Not that the Oscars ceremony morphed into something relevant. Unlike that failed attempt at evolution, which actually lowered ratings, an updated 25th-anniversary production of "Les Miserables" has become even more powerful than the original. It keeps the play's best elements while moving them onto a modern stage.
In some senses, "Les Mis" hasn't aged at all. Its heartfelt songs about love and suffering are timeless, as is the theme of redemption.
"This show will be done for 100 years because it's so potent and so universal - the feelings, the compassion," said Andrew Varela, who plays Inspector Javert in the touring production and previously portrayed Jean Valjean on Broadway.
In the play, which boils down the plot of Victor Hugo's 19th-century novel, a poor Frenchman named Jean Valjean has completed 19 years in prison after stealing a loaf of bread. Under France's rules for ex-convicts, he is destined to be an outcast for life, so he runs away.
An encounter with a kind priest inspires him to be a better man. He assumes a new identity and becomes well-regarded in the community, later taking in Cosette, a daughter of a prostitute. But he's soon discovered by Javert and is relentlessly pursued by the inspector for many years.
"[Javert] understands that everybody wants to be the good guy, but someone has to clean up the mess," Varela said of his character's determination to catch Valjean. "He's a people janitor."

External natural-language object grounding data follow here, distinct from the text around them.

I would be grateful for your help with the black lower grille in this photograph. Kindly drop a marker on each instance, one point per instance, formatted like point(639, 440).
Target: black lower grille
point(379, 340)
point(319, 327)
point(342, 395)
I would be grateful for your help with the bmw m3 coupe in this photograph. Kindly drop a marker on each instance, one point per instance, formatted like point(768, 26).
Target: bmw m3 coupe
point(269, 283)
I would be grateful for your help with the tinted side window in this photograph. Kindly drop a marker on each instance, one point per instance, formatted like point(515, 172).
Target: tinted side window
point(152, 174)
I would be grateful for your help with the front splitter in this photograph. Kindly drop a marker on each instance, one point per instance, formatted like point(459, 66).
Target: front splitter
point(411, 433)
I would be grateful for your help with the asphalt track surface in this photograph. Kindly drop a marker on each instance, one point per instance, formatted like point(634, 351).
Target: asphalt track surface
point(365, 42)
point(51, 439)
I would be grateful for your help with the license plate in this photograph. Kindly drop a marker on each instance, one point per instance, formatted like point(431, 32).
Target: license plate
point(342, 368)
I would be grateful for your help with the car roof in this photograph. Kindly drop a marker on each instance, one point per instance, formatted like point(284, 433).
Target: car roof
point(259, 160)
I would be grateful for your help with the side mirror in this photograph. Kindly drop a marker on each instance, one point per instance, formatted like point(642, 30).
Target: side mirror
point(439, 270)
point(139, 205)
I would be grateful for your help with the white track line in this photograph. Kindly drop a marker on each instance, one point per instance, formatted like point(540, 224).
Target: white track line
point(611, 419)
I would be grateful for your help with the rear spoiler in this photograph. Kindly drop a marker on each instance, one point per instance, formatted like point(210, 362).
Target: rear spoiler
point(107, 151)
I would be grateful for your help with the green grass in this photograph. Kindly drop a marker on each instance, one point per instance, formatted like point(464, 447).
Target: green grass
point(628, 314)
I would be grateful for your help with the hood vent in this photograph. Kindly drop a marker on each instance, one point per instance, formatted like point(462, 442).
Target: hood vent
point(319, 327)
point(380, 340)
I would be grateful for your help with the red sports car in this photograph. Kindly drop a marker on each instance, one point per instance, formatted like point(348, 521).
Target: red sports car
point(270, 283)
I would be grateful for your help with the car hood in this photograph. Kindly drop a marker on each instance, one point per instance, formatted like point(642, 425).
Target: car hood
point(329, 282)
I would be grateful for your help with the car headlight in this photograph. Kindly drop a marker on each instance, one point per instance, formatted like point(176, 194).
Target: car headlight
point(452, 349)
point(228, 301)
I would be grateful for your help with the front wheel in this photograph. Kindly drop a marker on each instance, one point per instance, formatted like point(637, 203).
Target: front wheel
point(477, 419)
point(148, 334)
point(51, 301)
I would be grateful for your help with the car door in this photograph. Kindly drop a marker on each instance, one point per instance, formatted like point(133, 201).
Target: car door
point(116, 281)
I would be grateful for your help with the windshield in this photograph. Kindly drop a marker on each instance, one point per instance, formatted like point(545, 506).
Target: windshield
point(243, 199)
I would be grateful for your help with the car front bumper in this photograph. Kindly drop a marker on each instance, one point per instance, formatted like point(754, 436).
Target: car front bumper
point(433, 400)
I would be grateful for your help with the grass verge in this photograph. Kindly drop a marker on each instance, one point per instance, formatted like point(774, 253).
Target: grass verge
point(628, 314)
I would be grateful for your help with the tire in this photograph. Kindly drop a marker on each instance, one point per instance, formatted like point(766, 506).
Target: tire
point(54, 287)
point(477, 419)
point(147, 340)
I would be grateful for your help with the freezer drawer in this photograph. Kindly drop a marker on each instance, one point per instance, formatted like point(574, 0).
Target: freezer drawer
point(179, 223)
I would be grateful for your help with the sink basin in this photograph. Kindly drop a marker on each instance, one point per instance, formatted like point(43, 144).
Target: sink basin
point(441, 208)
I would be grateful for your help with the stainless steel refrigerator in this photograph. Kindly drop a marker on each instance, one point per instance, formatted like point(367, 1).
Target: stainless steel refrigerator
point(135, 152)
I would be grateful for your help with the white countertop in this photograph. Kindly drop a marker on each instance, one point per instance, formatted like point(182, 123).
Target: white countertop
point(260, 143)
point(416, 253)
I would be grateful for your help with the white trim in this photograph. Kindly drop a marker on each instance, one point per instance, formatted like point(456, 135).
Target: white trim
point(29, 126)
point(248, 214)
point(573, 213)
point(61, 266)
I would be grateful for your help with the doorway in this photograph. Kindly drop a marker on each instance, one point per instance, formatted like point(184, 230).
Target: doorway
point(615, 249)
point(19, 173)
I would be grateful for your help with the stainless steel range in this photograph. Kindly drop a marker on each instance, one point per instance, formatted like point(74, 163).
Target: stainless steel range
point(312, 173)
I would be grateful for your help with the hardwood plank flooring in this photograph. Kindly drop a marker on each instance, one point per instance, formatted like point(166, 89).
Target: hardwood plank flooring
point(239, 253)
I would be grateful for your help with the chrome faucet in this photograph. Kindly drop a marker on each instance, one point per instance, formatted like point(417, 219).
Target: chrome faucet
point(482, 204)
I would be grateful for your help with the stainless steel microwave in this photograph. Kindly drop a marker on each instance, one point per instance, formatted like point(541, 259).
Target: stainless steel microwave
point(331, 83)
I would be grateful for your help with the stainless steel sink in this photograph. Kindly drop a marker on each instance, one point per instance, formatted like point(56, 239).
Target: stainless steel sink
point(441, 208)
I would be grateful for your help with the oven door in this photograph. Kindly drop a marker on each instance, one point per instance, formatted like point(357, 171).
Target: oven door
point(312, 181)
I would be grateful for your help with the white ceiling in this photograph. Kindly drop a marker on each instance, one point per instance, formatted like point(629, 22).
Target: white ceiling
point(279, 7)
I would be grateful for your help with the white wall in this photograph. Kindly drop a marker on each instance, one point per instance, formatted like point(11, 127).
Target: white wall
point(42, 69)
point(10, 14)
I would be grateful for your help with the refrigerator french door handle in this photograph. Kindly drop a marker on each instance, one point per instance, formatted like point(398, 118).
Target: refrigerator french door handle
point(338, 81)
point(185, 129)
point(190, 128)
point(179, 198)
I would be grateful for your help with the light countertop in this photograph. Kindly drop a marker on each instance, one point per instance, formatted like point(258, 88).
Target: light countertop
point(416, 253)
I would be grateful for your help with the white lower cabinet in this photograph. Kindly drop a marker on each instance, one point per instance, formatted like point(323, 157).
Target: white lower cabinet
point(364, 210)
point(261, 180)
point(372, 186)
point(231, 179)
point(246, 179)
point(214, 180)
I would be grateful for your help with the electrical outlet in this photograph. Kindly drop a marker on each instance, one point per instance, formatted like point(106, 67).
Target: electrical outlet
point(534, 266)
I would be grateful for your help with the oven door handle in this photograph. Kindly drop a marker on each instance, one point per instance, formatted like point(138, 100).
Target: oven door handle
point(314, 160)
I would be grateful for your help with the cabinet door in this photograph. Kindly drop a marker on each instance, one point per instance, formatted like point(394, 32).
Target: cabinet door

During a political uprising in Paris, Valjean and Javert come face to face in a surprising final encounter.
By casting Lawrence Clayton - who is black and has a singing style influenced by R&B - as outcast Valjean, the directors brought a new flavor to the show, Varela said.
"Knowing the plight of the black man brings a special connection or poignancy to Americans," he explained.
The casting is not the only fresh idea in the new production. Now that 60 million people around the world have seen the play, it was time for a bit of a facelift.
Gone is the revolving stage of the original. Giant projected images of Victor Hugo's paintings are the new backdrop. In certain scenes the paintings move, creating the sense that the actors are walking through the image.
"It's the next wave of technology," Varela said. "It's a game changer."
The orchestrations have also been updated to add more drama and percussion.
"There's so much power and impact, and the orchestra becomes a character in the show," Varela said.